# Architecture

MariaDB AI RAG 1.1 follows a modular, client-server architecture deployed as a multi-container Docker application. This containerized approach allows specialized components to handle different stages of the RAG pipeline—from secure document gateway entry to distributed background processing and high-performance vector storage.

## High-Level System Architecture

The system is organized into a primary Docker layer that orchestrates communication between external world entry points, internal processing services, and external AI models.

```mermaid
graph TD
    subgraph External_World [External World]
        Users[Web Apps / Users]
        Agents[AI Agent / IDE<br/>e.g., Windsurf/Cursor]
    end

    subgraph Docker_Layer [Docker Layer: rag-network]
        subgraph Entry_Points [1. Entry Points]
            MCP[mcp-server<br/>AI Protocol Gateway - Port 8002]
            API[rag-api<br/>Main REST API - Port 8000]
        end

        subgraph Async_Processing [2. Asynchronous Processing]
            Redis[rag-redis<br/>Message Queue - Port 6379]
            Worker[rag-celery-worker<br/>Background Heavy Lifter]
            Ray[rag-docling-ray<br/>Document Specialist - Port 8003]
        end

        subgraph Storage_Layer [3. Storage Layer]
            MariaDB[(MariaDB<br/>Relational + Vector Store<br/>Port 3306)]
            Volume[[Shared Volume<br/>Local Files or AWS S3]]
        end
    end

    subgraph AI_Models [AI Models]
        Models[External Models<br/>OpenAI, Gemini, etc.<br/>Port 443]
    end

    %% Entry Point Connections
    Users -- REST/JSON --> API
    Agents -- MCP Requests --> MCP
    MCP -- Proxies Requests --> API

    %% Processing Connections
    API -- Pushes Tasks --> Redis
    Redis -- Pulls Tasks --> Worker
    Worker -- Sends PDFs --> Ray
    Ray -- Returns Parsed Text --> Worker
    Worker -- Gets Vectors --> Models
    API -- Vector Queries --> MariaDB

    %% Storage Connections
    API -- Writes/Reads Files --> Volume
    Worker -- Reads Source Files --> Volume
    Worker -- Writes Vectors --> MariaDB
    API -- Generative Context --> Models
```

### External World & Entry Points

* Web Apps / Users: Standard users interact with the system via standard REST Requests and JSON responses.
* AI Agent / IDE: Integration for external AI agents (e.g., Windsurf, Cursor, or Claude Desktop) is handled via dedicated Model Context Protocol (MCP) requests and SSE streams.
* mcp-server (The AI Gateway): Acts as the "VIP AI Entrance," implementing the protocol gateway to allow agents to interact with the RAG system and database tools securely.
* rag-api (The Main Brain): A FastAPI-based server that serves as the central command center, handling authentication, searching the database, and orchestrating responses from AI models.

### Asynchronous Processing Layer

This layer ensures the API remains responsive by offloading resource-intensive tasks to a background pipeline.

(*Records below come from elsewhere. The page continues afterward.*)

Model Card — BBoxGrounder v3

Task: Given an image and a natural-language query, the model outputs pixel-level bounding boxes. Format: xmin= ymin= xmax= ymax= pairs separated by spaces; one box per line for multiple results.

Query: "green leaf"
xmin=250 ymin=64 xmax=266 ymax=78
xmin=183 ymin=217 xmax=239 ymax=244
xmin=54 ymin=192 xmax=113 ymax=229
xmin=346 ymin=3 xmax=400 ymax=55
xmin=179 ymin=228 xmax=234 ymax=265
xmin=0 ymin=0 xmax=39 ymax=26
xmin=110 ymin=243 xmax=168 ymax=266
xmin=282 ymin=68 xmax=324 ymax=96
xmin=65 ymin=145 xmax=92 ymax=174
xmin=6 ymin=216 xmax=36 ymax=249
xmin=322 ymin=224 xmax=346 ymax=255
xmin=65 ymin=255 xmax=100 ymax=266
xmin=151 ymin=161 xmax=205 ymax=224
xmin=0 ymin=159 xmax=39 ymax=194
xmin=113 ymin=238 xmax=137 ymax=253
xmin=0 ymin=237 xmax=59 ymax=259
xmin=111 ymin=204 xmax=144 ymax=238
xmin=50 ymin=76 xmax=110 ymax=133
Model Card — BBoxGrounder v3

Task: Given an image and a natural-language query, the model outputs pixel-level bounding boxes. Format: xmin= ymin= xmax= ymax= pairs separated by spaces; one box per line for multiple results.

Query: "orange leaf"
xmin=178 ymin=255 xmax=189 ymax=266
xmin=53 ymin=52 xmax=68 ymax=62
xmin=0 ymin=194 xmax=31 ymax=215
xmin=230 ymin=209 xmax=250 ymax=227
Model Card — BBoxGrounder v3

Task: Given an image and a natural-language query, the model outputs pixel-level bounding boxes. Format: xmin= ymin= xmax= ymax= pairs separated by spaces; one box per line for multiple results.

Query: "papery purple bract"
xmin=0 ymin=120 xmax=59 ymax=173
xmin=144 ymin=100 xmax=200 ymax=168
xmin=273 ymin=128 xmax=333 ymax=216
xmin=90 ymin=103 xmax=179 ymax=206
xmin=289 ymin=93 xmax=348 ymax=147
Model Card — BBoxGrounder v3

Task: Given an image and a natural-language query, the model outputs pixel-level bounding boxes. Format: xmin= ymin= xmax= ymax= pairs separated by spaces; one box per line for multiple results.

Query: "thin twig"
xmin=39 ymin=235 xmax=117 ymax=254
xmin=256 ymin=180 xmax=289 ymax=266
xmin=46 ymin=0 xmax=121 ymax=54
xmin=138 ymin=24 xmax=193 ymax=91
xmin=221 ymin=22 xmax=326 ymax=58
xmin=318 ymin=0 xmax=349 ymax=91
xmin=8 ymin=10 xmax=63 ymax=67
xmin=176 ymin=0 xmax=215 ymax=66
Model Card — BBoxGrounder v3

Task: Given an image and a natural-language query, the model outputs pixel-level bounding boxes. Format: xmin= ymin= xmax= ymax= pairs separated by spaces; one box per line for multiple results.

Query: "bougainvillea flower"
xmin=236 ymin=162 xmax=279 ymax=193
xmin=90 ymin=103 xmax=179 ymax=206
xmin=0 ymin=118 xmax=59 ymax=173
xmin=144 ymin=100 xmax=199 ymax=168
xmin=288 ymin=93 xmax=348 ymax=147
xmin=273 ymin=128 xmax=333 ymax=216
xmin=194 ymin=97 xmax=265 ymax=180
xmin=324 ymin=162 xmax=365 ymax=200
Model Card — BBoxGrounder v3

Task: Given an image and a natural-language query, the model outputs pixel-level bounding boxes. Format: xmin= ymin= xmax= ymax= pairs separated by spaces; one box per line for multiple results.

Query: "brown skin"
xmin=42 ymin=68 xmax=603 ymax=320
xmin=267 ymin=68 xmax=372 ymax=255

* rag-redis (The Waiting Room): Functions as a message broker and "To-Do List," where the API drops tasks such as large document processing ready for worker pick-up.
* rag-celery-worker (The Heavy Lifter): Constantly monitors the Redis queue to pick up tasks for reading documents, chunking text, and generating vectors.
* rag-docling-ray (The Document Specialist): A specialist service running IBM Docling designed to extract text from complex layouts like tables and multi-column PDFs without losing structure.

### Storage Layer

* MariaDB (The Database): Natively supports both traditional relational data and high-speed vector storage. MariaDB 11.8+ is required for production deployments to ensure full vector search functionality.
* Shared Volume: Stores physical files (Local Filesystem or AWS S3) used during the ingestion and extraction process.

## Core Operational Workflows

### Flow A: Document Ingestion

1. Upload: A document is uploaded via the RAG API and saved to the storage layer.
2. Queuing: The API creates a ticket in the Redis message broker.
3. Extraction: The Celery worker retrieves the file and sends it to the Docling Ray service for layout-aware parsing.
4. Vectorization: The worker slices text into chunks and sends them to external embedding models (e.g., Google Gemini).
5. Storage: Vectors and metadata are locked into MariaDB for search.

### Flow B: Retrieval & Generation

1. Retrieval: The RAG API converts a user question into a vector and performs a similarity search in MariaDB.
2. Reranking: A cross-encoder model (e.g., FlashRank or Cohere) re-scores retrieved chunks to ensure the absolute best context is provided.
3. Generation: The original query and refined context are sent to an LLM to formulate a response.
4. Citations: The system automatically inserts raw citation markers into the response, converted by a citation processor into footnotes or superscripts for user verification.